Analysts see the clash between Khartoum and SPLM/A as evidence of a peace process that may not produce much in the end. Mediation is all about compromise, but in the Sudan case, compromise is not in the vocabulary of the warring factions.
The current stalemate raises questions about the future of a stuttering process that seems to lack the goodwill and commitment of the antagonists.
SPLM sees Khartoum’s position as a “divide-and-rule tactic” aimed at scuttling the peace process.
Sudan is a complex story. The multiplicity of peace initiatives is in itself a statement of the confusion and lack of coordination that have kept stalling the process. Besides the Nakuru talks, the initiatives include efforts by Egypt and Libya, Nigeria, Eritrea, the US and several European nations, all which have produced little in terms of peace on the ground.
Interestingly, analysts say the whole scenario is characterised by competing interests. There are those who claim that the Libya-Egyptian initiative takes care of the interests of the Khartoum regime, while the Igad bends towards SPLM/A.
“The Egyptian-Libyan joint initiative was launched in 1999, largely to undercut support for the Igad Declaration of Principles emphasising self-determination, says the International Crisis Group.
The lobby adds that, at the local level, the mediating countries — Egypt and Kenya — have competing interests in the crisis.

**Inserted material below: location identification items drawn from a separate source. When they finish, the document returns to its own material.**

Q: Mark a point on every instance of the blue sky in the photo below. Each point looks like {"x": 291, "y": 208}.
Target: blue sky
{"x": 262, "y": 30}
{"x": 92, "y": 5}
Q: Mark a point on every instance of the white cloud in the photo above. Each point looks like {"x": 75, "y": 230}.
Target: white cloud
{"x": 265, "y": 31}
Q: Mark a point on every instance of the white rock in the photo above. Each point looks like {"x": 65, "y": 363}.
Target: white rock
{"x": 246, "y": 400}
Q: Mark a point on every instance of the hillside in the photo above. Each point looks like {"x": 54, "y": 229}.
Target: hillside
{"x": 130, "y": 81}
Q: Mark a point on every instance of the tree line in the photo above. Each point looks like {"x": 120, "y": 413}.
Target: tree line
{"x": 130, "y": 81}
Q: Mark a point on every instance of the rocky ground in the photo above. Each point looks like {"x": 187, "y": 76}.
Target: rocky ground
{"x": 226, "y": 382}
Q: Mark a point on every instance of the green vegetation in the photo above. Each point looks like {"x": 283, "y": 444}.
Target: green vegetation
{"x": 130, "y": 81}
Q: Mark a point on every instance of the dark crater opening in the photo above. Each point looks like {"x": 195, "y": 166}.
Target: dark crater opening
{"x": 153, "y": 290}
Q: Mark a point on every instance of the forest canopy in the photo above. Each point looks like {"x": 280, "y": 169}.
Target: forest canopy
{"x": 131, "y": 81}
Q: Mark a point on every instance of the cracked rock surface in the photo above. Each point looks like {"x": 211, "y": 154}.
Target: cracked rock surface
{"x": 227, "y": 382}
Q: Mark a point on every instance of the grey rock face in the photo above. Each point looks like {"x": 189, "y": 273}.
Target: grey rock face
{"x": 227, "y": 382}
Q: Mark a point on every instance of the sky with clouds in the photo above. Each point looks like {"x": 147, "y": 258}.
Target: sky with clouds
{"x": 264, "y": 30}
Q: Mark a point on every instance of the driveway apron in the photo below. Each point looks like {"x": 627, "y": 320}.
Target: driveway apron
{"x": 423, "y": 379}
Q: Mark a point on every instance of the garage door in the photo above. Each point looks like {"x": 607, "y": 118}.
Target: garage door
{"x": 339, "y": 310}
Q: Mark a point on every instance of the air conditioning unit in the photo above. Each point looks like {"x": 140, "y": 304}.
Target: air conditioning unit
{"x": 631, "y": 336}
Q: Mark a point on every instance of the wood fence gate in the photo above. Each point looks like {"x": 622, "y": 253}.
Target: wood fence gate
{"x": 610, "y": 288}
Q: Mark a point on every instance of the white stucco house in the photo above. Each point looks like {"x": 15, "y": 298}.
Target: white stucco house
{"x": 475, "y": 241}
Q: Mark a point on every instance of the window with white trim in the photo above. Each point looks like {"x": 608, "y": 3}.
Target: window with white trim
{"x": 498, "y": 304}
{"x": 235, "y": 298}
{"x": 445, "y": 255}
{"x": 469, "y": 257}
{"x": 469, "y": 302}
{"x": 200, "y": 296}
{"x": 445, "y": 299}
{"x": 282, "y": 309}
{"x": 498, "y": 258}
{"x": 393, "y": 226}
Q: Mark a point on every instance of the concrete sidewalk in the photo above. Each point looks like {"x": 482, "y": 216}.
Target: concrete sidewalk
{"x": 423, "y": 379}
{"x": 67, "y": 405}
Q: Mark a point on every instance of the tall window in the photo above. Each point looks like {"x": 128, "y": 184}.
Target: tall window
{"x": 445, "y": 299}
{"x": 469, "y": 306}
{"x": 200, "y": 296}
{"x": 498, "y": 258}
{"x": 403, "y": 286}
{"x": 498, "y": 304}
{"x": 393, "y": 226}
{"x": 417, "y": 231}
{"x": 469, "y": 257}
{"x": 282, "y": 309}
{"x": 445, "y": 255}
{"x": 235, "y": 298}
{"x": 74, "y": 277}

“Egypt continues to seek to maximise gains from Khartoum’s political weaknesses. Kenya wants to ensure that it can continue to skim off profits from the humanitarian assistance that flows from (relief agencies) and maintains its appearance as the peace broker in Sudan,” says the book.
Take, for instance, the current impasse over the Nakuru draft. Col Garang, despite his key role in the negotiations, is already convinced that little will emerge from the talks. “(The rejection of the draft) is a divide-and-rule tactic. Their idea is to scuttle Igad,” he told a news conference in Nairobi on Tuesday.
“It’s a serious development. The document incorporates concerns of both parties.”
The peace initiatives have fumbled in the past, with the Khartoum government walking out on any plan paving the way for power sharing. The Igad negotiations began in 1994, yet they have been called off three times.
According to Col Garang, Khartoum’s decision has been motivated by “the fears of possible power sharing”. Yet this is the crux of the matter, say analysts.
SPLM/A is interested in secession and any position tangential to this thinking will always be opposed by the rebels. On the other side of the divide is President Omar el-Bashir, who maintains that the vast country’s unity is what is important and should guide any peace overtures. The much Mr Bashir can do is give in to federalism.
This explains Khartoum’s disdain for the Nakuru draft. “It violates the Machakos protocol which assumes unity will continue for six years,” says Mr Ahmed.
Last week, Mr Bashir dispatched his adviser on the peace affairs to Nairobi to meet President Mwai Kibaki, according to sources. The meeting between President Kibaki and Dr Ghazi Salahudin Atabani centred on Sudan’s rejection of the Nakuru draft. Sudan also said it was committed to the Igad peace brokering.
“He told the President that the Nakuru proposal should be thrown away and be replaced by the Machakos protocol,” said a source privy to the talks.
Contacted, Mr Ahmed confirmed the meeting, but was quick to rebut claims that the Sudanese official had requested the withdrawal of Mr Sumbeiywo, who drafted the Nakuru document,
“When he came here, he did not present any application to disqualify Mr Sumbeiywo. He came to ask the Kenyan Government to withdraw the proposal and come out with a more balanced and acceptable one.
“We have no quarrel with Sumbeiywo or the Igad,” he said.
Whereas the Nakuru draft is yet to be made public, its architects claim it is hardly different from the Machakos protocol. Those who reject it say it provides for the creation of two independent governments, one in the south controlled by SPLM/A and the other in the north administered from Khartoum.
Meanwhile, the negotiations are scheduled to resume in Nanyuki on August 3.